Mixtape series by Trippie Redd
- Released: May 26, 2017 (A Love Letter to You); October 6, 2017 (A Love Letter to You 2); November 9, 2018 (A Love Letter to You 3); November 22, 2019 (A Love Letter to You 4); August 11, 2023 (A Love Letter to You 5);
- Genre: Hip hop; R&B; trap; emo rap; SoundCloud rap;
- Label: 10K Projects; Caroline Distribution; 1400 Entertainment;
- Producer: Various

= A Love Letter to You mixtapes =

Mixtape series by Trippie Redd

The A Love Letter to You mixtapes are a series of mixtapes by American rapper Trippie Redd. First released in 2017 with A Love Letter to You, there are a total of 5 mixtapes in the series with the most recent and final installment being A Love Letter to You 5 (2023). The albums have been released under labels such as 10K Projects, Caroline Distribution and 1400 Entertainment. Production duties on the albums were held by numerous producers, including OZ, Pi'erre Bourne, Nick Mira and Taz Taylor. There have been 58 features across the 5 mixtapes.
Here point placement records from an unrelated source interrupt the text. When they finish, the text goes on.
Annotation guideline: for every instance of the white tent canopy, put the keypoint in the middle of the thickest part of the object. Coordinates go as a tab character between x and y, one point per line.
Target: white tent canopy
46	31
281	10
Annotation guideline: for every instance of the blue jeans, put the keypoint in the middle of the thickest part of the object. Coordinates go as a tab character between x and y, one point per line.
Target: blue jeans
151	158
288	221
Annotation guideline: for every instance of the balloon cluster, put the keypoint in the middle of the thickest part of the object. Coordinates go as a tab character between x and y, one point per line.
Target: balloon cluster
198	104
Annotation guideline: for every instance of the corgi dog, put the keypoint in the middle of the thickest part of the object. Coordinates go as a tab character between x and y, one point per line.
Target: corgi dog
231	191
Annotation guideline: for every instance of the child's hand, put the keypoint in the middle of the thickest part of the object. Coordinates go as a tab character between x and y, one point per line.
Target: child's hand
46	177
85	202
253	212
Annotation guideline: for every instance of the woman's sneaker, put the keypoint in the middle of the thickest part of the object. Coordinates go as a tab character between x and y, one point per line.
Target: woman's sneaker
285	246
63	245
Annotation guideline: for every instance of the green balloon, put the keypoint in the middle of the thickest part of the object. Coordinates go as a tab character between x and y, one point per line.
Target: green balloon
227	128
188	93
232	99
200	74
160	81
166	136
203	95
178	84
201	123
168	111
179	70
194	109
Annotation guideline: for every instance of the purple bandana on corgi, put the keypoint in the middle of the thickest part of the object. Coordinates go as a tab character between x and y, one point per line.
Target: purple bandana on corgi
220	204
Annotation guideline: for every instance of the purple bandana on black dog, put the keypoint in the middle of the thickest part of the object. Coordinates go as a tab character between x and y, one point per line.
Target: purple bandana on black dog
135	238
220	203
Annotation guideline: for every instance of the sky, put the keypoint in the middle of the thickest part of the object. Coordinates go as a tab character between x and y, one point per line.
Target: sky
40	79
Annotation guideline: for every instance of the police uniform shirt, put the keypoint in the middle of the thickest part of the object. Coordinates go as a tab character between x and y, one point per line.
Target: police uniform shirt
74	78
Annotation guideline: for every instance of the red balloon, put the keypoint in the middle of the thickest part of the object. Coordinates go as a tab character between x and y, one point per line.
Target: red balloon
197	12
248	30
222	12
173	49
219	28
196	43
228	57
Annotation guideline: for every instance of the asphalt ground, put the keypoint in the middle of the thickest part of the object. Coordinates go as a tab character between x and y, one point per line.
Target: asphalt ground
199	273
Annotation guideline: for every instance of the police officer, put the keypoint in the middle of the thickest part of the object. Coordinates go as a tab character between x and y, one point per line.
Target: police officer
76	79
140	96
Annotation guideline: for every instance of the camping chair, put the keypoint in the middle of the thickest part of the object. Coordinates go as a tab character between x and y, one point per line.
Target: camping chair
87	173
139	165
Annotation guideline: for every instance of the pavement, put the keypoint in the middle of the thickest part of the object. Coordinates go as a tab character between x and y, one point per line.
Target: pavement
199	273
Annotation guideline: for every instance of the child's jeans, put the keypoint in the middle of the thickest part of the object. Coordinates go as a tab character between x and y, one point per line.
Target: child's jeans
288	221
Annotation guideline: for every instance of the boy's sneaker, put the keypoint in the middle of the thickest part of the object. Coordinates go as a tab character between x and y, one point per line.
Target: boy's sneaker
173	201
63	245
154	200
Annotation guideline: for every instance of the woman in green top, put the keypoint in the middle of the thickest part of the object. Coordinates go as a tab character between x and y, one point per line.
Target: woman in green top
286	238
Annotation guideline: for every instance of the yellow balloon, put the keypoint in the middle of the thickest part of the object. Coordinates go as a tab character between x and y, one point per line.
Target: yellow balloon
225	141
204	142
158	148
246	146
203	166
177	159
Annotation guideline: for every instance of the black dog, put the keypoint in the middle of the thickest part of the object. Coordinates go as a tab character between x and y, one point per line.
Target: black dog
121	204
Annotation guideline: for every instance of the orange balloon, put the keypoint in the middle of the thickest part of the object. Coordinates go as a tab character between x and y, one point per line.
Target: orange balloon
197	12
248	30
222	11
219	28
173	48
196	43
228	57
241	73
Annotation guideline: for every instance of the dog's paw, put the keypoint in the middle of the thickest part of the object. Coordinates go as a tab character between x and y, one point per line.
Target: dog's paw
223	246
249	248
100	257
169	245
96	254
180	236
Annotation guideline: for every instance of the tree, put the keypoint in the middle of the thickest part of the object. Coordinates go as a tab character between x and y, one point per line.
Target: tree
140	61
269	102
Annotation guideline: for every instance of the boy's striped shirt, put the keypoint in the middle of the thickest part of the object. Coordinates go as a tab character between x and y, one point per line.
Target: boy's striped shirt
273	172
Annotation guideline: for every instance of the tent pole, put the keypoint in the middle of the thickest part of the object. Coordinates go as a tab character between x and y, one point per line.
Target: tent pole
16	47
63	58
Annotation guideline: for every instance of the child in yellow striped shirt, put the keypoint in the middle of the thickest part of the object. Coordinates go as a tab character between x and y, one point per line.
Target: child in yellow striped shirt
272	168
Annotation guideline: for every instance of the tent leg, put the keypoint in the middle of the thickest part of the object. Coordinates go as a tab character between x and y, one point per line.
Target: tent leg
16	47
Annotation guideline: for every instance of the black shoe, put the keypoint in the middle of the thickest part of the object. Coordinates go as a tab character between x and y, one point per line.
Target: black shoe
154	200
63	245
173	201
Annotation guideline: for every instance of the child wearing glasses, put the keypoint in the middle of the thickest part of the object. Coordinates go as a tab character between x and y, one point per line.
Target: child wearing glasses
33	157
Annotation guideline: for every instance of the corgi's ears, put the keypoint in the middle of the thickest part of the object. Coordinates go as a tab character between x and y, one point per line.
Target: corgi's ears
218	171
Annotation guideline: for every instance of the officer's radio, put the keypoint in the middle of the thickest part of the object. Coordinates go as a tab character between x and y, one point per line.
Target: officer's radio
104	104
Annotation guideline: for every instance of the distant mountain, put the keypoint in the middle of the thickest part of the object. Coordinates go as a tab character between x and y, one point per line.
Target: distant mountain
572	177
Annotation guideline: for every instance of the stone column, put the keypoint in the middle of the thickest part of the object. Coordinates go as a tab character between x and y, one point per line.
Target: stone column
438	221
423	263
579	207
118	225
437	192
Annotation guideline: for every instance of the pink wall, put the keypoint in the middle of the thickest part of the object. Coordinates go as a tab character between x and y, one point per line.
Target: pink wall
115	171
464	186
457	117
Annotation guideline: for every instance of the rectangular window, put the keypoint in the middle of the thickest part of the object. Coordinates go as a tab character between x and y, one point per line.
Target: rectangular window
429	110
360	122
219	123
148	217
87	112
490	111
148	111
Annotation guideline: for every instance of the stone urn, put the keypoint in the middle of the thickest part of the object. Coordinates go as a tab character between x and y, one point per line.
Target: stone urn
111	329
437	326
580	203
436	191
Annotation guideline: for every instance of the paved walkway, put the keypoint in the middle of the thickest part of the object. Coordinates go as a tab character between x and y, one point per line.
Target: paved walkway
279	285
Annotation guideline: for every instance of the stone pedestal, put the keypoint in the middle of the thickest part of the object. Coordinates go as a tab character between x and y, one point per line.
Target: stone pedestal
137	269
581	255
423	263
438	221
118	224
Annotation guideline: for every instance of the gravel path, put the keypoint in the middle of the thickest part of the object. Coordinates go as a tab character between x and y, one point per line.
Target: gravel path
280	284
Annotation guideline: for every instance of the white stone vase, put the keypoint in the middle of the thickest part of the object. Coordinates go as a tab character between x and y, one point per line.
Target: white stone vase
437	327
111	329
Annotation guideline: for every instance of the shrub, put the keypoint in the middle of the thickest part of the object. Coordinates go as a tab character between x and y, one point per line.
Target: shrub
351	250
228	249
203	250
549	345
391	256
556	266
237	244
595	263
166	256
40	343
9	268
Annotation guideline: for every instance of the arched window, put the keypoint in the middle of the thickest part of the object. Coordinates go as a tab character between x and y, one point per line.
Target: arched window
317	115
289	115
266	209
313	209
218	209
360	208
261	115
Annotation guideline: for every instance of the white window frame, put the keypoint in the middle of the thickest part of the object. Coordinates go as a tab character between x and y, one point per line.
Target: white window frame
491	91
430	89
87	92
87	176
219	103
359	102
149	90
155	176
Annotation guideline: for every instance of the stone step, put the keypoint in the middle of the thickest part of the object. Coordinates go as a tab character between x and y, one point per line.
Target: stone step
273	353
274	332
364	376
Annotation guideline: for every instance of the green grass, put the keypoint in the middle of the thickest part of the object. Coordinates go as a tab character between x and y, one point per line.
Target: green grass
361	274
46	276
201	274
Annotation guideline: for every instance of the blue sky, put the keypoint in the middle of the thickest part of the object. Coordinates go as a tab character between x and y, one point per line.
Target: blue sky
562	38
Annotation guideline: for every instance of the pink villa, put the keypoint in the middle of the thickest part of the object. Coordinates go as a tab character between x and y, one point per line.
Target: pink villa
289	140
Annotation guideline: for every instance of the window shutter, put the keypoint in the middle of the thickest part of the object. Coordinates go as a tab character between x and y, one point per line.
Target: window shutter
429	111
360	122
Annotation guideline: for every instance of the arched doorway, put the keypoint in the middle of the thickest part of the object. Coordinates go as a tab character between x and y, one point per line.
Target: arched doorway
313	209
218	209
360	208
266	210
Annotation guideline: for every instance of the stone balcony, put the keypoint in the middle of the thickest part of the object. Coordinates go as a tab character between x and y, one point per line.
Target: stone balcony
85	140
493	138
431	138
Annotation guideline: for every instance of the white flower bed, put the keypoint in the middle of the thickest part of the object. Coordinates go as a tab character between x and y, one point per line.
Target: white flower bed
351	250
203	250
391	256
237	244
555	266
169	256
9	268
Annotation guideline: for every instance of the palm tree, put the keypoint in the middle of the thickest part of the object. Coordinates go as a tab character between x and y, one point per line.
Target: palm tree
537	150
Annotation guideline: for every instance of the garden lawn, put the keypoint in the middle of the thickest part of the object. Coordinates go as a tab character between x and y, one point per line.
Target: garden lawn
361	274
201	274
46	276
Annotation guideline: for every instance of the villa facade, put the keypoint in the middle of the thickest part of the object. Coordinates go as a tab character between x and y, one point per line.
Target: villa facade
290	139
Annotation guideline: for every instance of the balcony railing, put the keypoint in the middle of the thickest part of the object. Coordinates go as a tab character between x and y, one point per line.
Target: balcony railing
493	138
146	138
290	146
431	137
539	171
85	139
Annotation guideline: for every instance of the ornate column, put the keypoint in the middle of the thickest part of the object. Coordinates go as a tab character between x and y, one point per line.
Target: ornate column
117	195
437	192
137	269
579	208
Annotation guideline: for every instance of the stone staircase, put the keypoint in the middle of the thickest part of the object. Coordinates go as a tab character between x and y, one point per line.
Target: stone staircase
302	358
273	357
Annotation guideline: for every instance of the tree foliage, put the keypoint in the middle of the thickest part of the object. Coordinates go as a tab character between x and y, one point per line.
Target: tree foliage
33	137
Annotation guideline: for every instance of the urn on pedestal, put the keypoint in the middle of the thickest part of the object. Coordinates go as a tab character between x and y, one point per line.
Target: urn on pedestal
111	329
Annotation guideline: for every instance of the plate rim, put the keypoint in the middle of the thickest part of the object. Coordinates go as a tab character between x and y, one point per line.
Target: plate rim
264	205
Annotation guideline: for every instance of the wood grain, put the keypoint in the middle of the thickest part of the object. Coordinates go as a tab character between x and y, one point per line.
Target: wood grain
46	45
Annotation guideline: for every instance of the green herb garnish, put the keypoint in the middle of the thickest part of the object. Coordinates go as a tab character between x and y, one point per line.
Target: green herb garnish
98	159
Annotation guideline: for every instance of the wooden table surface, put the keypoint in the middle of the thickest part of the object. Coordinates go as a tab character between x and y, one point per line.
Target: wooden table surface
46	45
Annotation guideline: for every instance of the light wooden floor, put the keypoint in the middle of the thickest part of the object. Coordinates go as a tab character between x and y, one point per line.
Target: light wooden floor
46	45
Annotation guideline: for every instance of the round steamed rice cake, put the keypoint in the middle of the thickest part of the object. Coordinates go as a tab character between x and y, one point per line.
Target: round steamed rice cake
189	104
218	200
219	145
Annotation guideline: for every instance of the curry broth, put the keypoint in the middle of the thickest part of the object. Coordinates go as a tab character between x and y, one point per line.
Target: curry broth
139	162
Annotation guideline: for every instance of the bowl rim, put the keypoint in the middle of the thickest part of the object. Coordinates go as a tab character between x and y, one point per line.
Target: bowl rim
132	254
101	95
Discussing the difference between his mixtapes and albums in an interview with Lyrical Lemonade, Redd stated: “The only difference for me is that I’m in a record deal. For me, one project counts a year, and that would be whatever my album is. Anything I drop after that would just be considered a mixtape. A mixture of songs that don’t count towards my deal. I’m not obligated to make mixtapes at all, but I just do it for my fans.”
== Mixtapes in order ==

- A Love Letter to You (2017)
- A Love Letter to You 2 (2017)
- A Love Letter to You 3 (2018)
- A Love Letter to You 4 (2019)
- A Love Letter to You 5 (2023)

==Singles==
The singles from A Love Letter to You are "Love Scars", released on November 24, 2016, "Poles 1469" (featuring 6ix9ine), released on April 27, 2017, and "It Takes Time", released on May 12, 2017. The singles from A Love Letter to You 2 are "Woah Woah Woah" (featuring Bali Baby), released on August 19, 2017, "I Know How to Self Destruct", released on August 19, 2017, "Bust Down", released on September 15, 2017, and "In Too Deep", released on September 27, 2017. The sole single from A Love Letter to You 3 is "Topanga", released on October 22, 2018.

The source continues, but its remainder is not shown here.